Determination of Endpoints
Primary Endpoints
The primary outcome measure is progression from NFG or NGT to prediabetes (IFG or IGT) or diabetes during 2–5 years of follow-up. For NFG subjects whose 2hr PG was >140 but <200 mg/dL at baseline, progression of FPG to ≥100 mg/dL constitutes an endpoint occurrence. For those enrolled on the basis a 2-hour OGTT PG level of <140 mg/dL (with FPG >100 but <126 mg/dL at baseline), progression to 2-hour PG level of ≥140 mg/dL constitutes an endpoint occurrence. During each visit, an interval medical history is obtained and concomitant medications are recorded. If initial tests during a scheduled visit indicate the occurrence of an endpoint by any of the above criteria, a confirmatory test is performed within ~6 weeks. The standard OGTT is the method of confirmation. If the second test is non-confirmatory, the subject continues in the study as scheduled. For all subjects with confirmed endpoint occurrence, the date of the initial endpoint occurrence shall be recorded as confirmed endpoint date. For subjects whose interval glucose tests remain within the normal range throughout the study period, a ≥20 mg/dL increase in FPG from baseline recorded at the final visit shall constitute a surrogate endpoint, as specified in the study protocol.
Secondary Outcomes
The secondary outcome measures include body composition (weight, waist circumference, total and abdominal body fat, fat-free mass), insulin sensitivity, insulin secretion, REE, metabolic syndrome components, adipocytokines, macronutrient consumption, physical activity, and socioeconomic status.
Statistical Considerations
The primary outcome variable will be analyzed using hierarchical generalized linear models (HGLMs). Our analytic strategy will link ethnic odds (and odds ratios) of becoming prediabetic over time to study predictors. Using this approach, we can develop population-averaged as well as person-specific results. Care will be taken to check and account for baseline differences between the two ethnic groups on all measures. Linear and higher order polynomial trends can be easily captured, and our models can incorporate random effects. We will also perform survival analysis taking prediabetes status as the outcome, using SAS Proc Phreg. Our model will incorporate baseline age, FPG, sex and race along with the selected risk factors (and their interactions with baseline demographic and FPG data) as predictors of survival. The time of first transition to prediabetes will be taken as the time to event. Sample size calculation assumed an annual event rate of 10% for the composite primary endpoints (IGT, IFG, or type 2 diabetes), an extrapolation from the rate of progression from IGT to diabetes observed in the placebo arm of the DPP.4 The prevalence of type 2 diabetes is 1.5-to-2 times higher in African Americans than Caucasians.1,27 The null hypothesis is that the hazard rate is identical in the two ethnic groups. Computation of power is based on a hazard ratio of 1.75 (midway along the 1.5–2.0-fold Black/White difference in diabetes prevalence). We adopted Twisk’s formula28 for estimating sample size needed in repeated measures studies with a dichotomous outcome. Using Twisk’s formulation, ~150 subjects per group will be sufficient to detect at least medium size marginal effects at alpha of .05 with 80% power at an attrition rate of 10%. With regard to the secondary survival analysis, using our best guess of hazards for each ethnic group (about .20 for African Americans and .11 for Caucasians) and a simple log-rank test of differences in survival curves, we estimate that 148 subjects per group would be sufficient to achieve 80% power.

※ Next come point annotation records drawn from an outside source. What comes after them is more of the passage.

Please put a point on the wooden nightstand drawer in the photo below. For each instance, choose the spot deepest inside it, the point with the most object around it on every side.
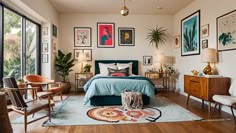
(195, 88)
(195, 79)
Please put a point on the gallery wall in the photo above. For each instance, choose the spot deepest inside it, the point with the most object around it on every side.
(210, 10)
(141, 24)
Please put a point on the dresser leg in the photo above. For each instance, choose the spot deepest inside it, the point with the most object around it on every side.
(188, 99)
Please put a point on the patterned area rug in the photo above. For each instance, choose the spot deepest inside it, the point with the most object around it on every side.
(71, 111)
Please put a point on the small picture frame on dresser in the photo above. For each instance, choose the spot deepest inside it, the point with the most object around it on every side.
(147, 60)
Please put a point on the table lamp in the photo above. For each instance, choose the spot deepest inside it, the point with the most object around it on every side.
(160, 59)
(209, 55)
(81, 59)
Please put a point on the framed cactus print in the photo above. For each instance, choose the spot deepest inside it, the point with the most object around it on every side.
(226, 31)
(190, 34)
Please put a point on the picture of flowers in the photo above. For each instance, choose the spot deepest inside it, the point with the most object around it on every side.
(226, 31)
(82, 37)
(190, 34)
(105, 32)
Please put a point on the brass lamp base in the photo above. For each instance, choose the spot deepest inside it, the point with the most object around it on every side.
(207, 70)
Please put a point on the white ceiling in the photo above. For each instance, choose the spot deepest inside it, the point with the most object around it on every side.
(169, 7)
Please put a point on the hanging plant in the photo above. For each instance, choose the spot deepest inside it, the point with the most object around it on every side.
(157, 36)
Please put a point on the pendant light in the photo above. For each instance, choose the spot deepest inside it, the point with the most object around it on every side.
(124, 10)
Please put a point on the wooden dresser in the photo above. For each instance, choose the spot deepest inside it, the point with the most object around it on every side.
(205, 87)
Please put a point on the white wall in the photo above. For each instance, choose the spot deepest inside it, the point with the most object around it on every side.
(210, 10)
(140, 22)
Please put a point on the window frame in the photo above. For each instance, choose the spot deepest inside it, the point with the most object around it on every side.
(23, 52)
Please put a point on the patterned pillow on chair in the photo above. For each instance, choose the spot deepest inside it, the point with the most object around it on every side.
(121, 72)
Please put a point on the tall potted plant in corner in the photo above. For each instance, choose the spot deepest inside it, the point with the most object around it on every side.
(157, 36)
(64, 63)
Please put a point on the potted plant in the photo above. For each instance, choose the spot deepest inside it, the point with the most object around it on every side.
(157, 36)
(64, 63)
(87, 68)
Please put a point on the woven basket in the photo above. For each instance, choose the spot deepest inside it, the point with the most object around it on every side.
(5, 125)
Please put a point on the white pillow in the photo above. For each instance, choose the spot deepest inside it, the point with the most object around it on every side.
(125, 65)
(104, 68)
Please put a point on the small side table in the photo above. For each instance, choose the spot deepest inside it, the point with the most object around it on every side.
(81, 79)
(154, 76)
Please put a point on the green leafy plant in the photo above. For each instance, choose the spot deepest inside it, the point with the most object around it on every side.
(157, 36)
(87, 68)
(64, 63)
(169, 69)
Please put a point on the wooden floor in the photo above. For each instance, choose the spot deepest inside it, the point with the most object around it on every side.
(221, 123)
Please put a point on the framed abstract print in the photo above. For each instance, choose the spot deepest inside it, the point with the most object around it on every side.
(205, 31)
(147, 60)
(126, 36)
(204, 44)
(105, 35)
(190, 34)
(54, 30)
(82, 37)
(226, 31)
(87, 52)
(45, 58)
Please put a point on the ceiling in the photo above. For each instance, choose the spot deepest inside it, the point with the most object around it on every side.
(163, 7)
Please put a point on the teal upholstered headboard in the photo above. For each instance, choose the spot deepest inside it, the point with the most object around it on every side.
(134, 64)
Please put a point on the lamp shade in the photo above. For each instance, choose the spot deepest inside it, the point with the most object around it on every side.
(209, 55)
(82, 57)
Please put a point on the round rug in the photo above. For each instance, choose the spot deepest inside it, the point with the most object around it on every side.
(116, 114)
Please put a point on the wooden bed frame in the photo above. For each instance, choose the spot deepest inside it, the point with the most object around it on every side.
(114, 100)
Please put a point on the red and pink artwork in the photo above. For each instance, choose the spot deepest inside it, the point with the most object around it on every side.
(105, 35)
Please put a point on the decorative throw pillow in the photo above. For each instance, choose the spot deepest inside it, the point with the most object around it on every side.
(121, 72)
(104, 68)
(125, 65)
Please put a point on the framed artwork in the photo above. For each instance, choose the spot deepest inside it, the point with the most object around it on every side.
(147, 60)
(44, 31)
(177, 41)
(54, 45)
(54, 30)
(204, 44)
(226, 31)
(126, 36)
(82, 36)
(205, 31)
(105, 35)
(45, 47)
(190, 34)
(45, 58)
(87, 52)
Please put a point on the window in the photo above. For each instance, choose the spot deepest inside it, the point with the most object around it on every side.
(20, 45)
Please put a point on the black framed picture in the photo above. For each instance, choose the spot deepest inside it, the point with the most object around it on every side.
(82, 36)
(147, 60)
(105, 35)
(226, 29)
(190, 34)
(54, 30)
(126, 36)
(87, 53)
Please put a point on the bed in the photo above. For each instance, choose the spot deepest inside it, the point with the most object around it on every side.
(104, 90)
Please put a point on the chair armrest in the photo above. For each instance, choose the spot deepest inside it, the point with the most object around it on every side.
(44, 94)
(26, 88)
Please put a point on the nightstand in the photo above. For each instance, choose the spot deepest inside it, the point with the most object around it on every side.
(81, 79)
(160, 79)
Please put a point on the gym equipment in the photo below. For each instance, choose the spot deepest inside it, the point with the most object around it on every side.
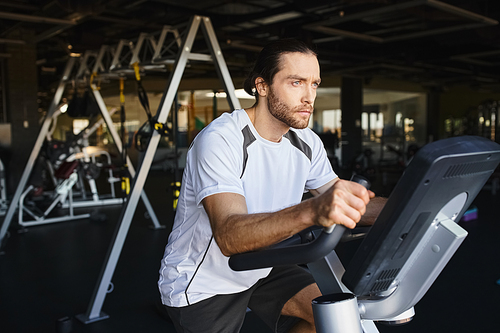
(68, 175)
(405, 250)
(82, 70)
(3, 192)
(184, 54)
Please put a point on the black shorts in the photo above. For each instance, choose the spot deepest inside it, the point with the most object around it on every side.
(226, 313)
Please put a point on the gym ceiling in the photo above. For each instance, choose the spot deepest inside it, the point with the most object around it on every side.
(435, 43)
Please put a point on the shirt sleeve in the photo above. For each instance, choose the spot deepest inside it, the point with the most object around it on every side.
(321, 171)
(216, 165)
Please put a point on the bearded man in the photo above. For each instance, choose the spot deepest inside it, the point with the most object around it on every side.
(242, 190)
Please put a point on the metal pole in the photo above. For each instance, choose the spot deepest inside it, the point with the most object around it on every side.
(118, 143)
(94, 310)
(36, 149)
(220, 64)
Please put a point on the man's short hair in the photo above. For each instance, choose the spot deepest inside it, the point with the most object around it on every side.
(269, 62)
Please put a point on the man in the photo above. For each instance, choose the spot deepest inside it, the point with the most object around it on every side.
(241, 191)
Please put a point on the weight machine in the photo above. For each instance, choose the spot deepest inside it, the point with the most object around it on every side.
(160, 55)
(97, 63)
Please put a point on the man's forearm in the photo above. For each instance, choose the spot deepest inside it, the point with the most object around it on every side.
(248, 232)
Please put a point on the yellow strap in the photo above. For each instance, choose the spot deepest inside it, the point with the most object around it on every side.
(96, 87)
(137, 71)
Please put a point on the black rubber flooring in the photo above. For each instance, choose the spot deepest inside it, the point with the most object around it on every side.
(49, 273)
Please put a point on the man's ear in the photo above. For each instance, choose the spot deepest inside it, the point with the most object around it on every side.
(261, 86)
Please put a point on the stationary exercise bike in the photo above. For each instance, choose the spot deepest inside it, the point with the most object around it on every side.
(403, 253)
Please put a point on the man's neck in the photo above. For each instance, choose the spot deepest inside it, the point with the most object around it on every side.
(266, 124)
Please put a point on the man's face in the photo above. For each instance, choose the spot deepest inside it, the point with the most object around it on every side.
(291, 96)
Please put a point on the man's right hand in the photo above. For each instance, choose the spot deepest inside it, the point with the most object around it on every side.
(343, 203)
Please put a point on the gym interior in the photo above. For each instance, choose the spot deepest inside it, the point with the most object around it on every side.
(100, 101)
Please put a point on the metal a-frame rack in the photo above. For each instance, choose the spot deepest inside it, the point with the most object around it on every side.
(184, 54)
(99, 66)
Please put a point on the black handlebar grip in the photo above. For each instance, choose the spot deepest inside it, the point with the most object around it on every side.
(361, 180)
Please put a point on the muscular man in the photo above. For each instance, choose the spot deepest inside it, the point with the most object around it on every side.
(242, 190)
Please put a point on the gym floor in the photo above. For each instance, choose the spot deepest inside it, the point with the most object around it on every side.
(49, 273)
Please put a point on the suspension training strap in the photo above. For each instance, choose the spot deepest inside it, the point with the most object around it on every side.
(124, 172)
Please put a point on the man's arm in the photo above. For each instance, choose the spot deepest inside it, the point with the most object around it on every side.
(236, 231)
(373, 208)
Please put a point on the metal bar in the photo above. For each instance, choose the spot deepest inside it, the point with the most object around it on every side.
(344, 33)
(12, 41)
(161, 41)
(137, 48)
(116, 63)
(36, 149)
(363, 14)
(118, 143)
(434, 32)
(94, 310)
(220, 64)
(35, 19)
(461, 12)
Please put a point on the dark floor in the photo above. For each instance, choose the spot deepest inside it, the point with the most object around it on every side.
(50, 272)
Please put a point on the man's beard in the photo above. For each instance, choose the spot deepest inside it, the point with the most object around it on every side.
(281, 111)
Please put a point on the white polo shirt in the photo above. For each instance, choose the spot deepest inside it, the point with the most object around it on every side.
(229, 156)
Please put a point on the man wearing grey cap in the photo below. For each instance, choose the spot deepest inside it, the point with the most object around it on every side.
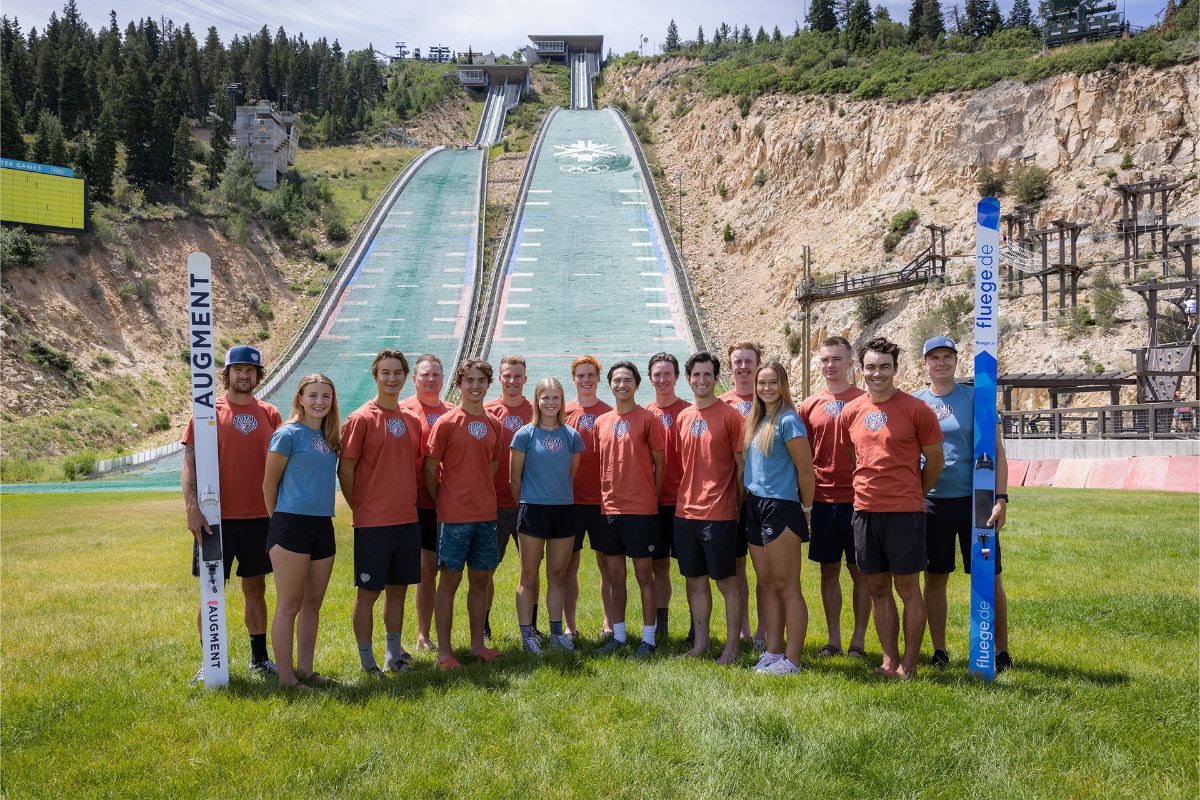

Study Management and Data and Safety Monitoring
The research group holds weekly research-in-progress meetings, under the direction of the principal investigator (SDJ), to review study progress. Participants who are “out-of-window” for scheduled visits are identified and triaged to the appropriate step in our graded drop-out prevention and recovery strategies. The principal investigator and co-investigators ensure data integrity and monitor safety of the practices and procedures utilized in the POP-ABC study. Data and safety reports are made regularly to Murray Heimberg, MD, PhD, the designated institutional safety officer for the POP-ABC study. The principal investigator also confers with the study consultant, Steven Haffner, MD, regarding study-related policies.
Discussion
Type 2 diabetes is characterized by obesity, insulin resistance, insulin secretory dysfunction, and increased hepatic glucose production.29,30 However, the sequence in which these abnormalities develop and their relative contribution to the progression from NGT to prediabetes and, ultimately, type 2 diabetes in the different ethnic groups are unknown. Weight gain predicted progression from NGT to IGT (5.2 kg vs 2.6 kg in nonprogressors) in Pima Indians; progression from IGT to type 2 diabetes was associated with a further increase in weight (13 kg vs 6 kg in nonprogressors, over 5-year follow-up period).10 Weight gain also predicted future diabetes in African Americans in the Atherosclerosis Risk In Communities study, but that study did not assess insulin sensitivity directly.31 The POP-ABC study will track weight changes in relation to insulin sensitivity and beta cell function among African Americans and Caucasians. In the Pima Indian study, increases in fat mass and fat-free mass accounted for the higher weight gain in persons who progressed from NGT to IGT and diabetes, compared with nonprogressors.10 However, changes in percent body fat and waist-to-hip ratio were not different between groups.10 These data suggest that, among Pima Indians, the absolute amount of weight gain rather than changes in body composition or fat distribution predicted diabetes risk, which is in discord with findings in other populations.32 This discrepancy might be due to true ethnic differences, or, perhaps, methodological imprecision of waist-to-hip ratio as a measure of central adiposity. In the POP-ABC study we are combining manual anthropometry with DXA-derived measurements of body fat, regional fat distribution, and fat-free mass, to obtain a more robust assessment of body composition.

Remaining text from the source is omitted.